Over the next 12 to 24 months, Schneider plans to expand Aetna’s virtual assistant strategy to become a mechanism to proactively communicate with members and give insightful messaging when they log in to the site. For example, Ann could potentially alert a customer that she has met her deductible and then explain what that means for that particular member. Schneider also is examining how to deploy Ann in the mobile space and how Aetna can leverage Ann for pre-enrollment purposes. “Applying for insurance is an arduous process, so we’re looking at how she can actually help with the stickiness around that process,” Schneider says.
Chat offers HauteLook customers channel choice
When it comes to making buying decisions, HauteLook customers have demonstrated that they prefer to leverage live chat when they have questions about products they’re about to purchase.

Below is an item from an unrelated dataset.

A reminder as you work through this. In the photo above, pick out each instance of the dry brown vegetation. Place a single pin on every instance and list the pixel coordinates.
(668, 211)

The daily deals site for fashion and lifestyle brands launched chat from RightNow last October as a way to improve its customer experience. Chris Purpura, director of member care, says that the company first featured chat on its help pages, product pages, and “Getaway” pages (for travel deals).
Purpura soon realized that customers preferred chat over email when asking questions and also when making buying decisions about high-end products, like Uggs boots, for example. “We surveyed our members and they said the response with chat is better than with email,” Purpura says.

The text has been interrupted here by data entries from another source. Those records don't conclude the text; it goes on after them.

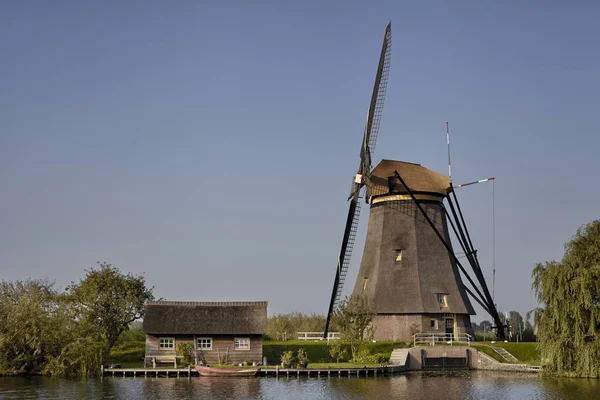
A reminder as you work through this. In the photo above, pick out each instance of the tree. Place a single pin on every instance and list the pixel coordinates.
(569, 325)
(106, 301)
(352, 318)
(34, 325)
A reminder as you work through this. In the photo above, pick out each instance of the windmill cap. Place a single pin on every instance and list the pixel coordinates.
(418, 178)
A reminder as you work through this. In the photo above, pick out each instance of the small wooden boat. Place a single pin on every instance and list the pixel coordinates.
(208, 371)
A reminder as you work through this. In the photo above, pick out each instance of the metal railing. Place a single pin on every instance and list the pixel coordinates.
(441, 338)
(318, 336)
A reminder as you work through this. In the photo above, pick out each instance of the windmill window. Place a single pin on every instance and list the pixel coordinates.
(398, 255)
(442, 300)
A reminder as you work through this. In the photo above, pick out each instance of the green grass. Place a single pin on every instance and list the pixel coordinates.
(318, 351)
(334, 365)
(525, 352)
(340, 365)
(128, 354)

The preference is not surprising, because in retail, Purpura explains, email responses typically take anywhere from one to five days. Live chat, on the other hand, allows customers to have interactions without leaving the site or picking up the phone.
And because Hautelook runs so many different product deals every day, the company needed a more dynamic tool than FAQs to disseminate information to shoppers. “Anyone can post FAQs, but having people [on chat] gives that extra, ‘Hey, we care enough to want to be here for you,” Purpura says.
HauteLook employs 30 at-home agents (many of which are fashion institute graduates), and half of them are designated chat and email reps. The average rep handles 120 chats per day, a cost savings seen through a reduction in phone calls.
The investment is paying off. On the Getaways pages alone, recent analysis showed a 13.5 percent conversion rate of all chat sessions into new purchases. Additionally, chat has surpassed email as the preferred channel of online communication, although phone still reigns as number one.
As the company plans for growth, Purpura is in talks about whether to bring the chat and phone agents into a 24-7 support model. Purpura also wants to continue to make chat personable and to find ways to make it as conversational as the phone so that chat may at some point match or surpass the phone as customers’ preferred service channel. He adds, “I like to think that in any organization the way you treat people matters and the phones and chat are the way to do that.”